Three independent carbon isotope signatures offered a unique viewpoint on the plant community: carbon produced by the breakdown of plants and soil microorganisms, carbon produced by plant waxes, and carbon produced by calcium carbonate nodules created in soils as a result of evaporation.

This finding represented a disclosure. Water loss from photosynthesis is lower in C4 grasses than in C3 trees and shrubs. C4 grasses now dominate the majority of Africa's seasonal dry savanna habitats. However, until 10 million years ago, researchers only believed Africa had evolved to the proportions of C4 biomass at Moroto.

A Local Perspective of Early Ape Habitations

The researchers used the same methodology in the project to reconstruct habitats at eight additional fossil sites in Kenya and Uganda that date from roughly 16 million to 21 million years ago. After all, Morotopithecus was just one of several apes that existed at the time.

The scientists were shocked to learn that the ecological signal detected at Moroto was not unique. Instead, it was part of a larger pattern that was prevalent at the time throughout eastern Africa.

At each fossil site, the isotopic proxies provided two critical insights. First, several vegetation sites existed, from open woodland fields to closed-canopy forests. Additionally, each site contained a mix of C3 and C4 vegetation, with specific areas having a significant amount of C4 grass biomass.

The presence of abundant C4 grasses was confirmed by phytoliths from the same paleosols.

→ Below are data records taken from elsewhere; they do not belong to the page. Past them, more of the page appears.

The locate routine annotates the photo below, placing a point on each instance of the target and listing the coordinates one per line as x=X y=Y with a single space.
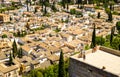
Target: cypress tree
x=61 y=69
x=10 y=59
x=119 y=46
x=98 y=15
x=20 y=54
x=111 y=36
x=93 y=43
x=14 y=49
x=110 y=16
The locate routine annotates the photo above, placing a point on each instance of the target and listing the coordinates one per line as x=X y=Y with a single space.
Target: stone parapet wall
x=109 y=50
x=80 y=69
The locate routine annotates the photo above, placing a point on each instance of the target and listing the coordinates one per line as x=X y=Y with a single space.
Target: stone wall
x=80 y=69
x=109 y=50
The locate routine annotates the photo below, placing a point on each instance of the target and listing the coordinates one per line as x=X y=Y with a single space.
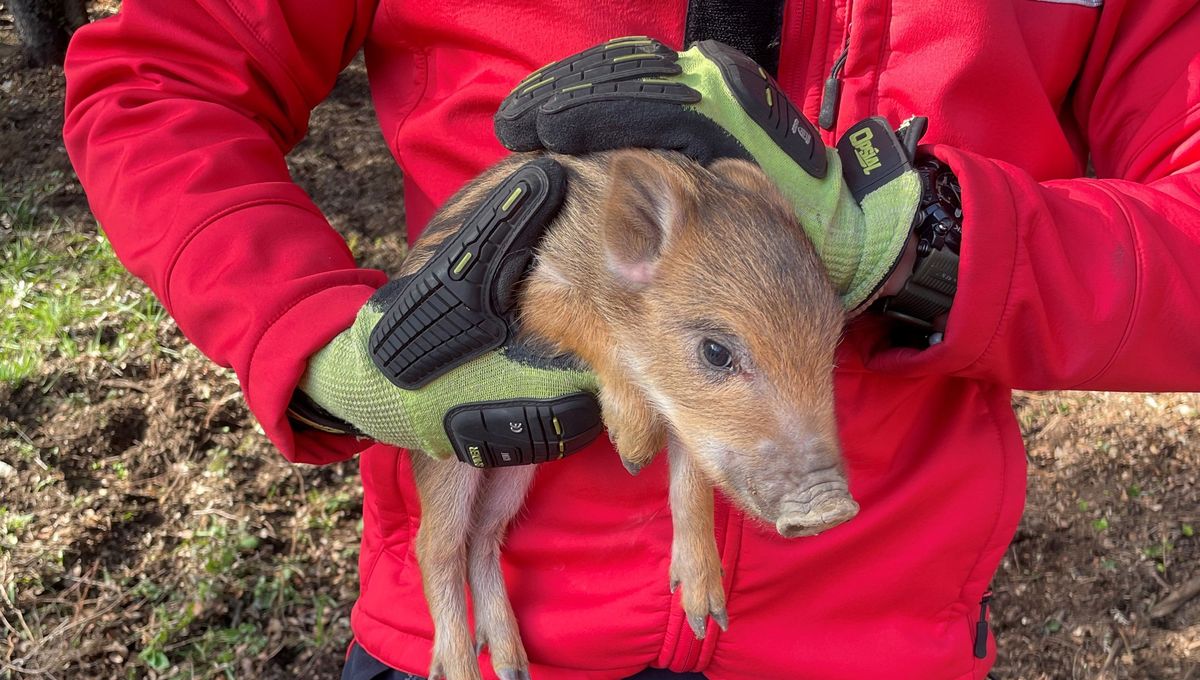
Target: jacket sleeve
x=1090 y=283
x=178 y=120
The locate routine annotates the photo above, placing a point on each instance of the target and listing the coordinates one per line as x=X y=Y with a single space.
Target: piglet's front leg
x=695 y=563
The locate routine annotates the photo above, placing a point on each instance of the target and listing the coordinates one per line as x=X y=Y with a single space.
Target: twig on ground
x=1187 y=590
x=1113 y=654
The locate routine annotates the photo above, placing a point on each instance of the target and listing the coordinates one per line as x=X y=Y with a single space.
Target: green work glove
x=856 y=202
x=432 y=361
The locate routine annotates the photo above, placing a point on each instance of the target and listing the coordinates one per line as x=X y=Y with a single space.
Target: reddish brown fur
x=649 y=256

The discovery that the early apes lived in such a diversity of conditions, particularly open habitats with C4 grasses, demands a revaluation of the evolution of apes and that of humans and other African animals.

The scientific investigation was able to regularly confirm that habitats such as that early apes and their animal occupied within the environments, despite some studies' claims to the contrary.

The research established that African grassland habitats existed far earlier than the estimated revaluation of many evolutionary concepts based on the timing of the habitats' assembly.

The research supplements the intensifying data that the origin of humans cannot be solely attributed to the emergence of grassland ecosystems, as shown by differences in human anatomy, ecology, and behavior. It consciously reminds us that hominin evolution took place over many millions of years.

It is likely that Africa's vast and spectacular grasslands significantly influenced some of the numerous steps on the route to becoming human.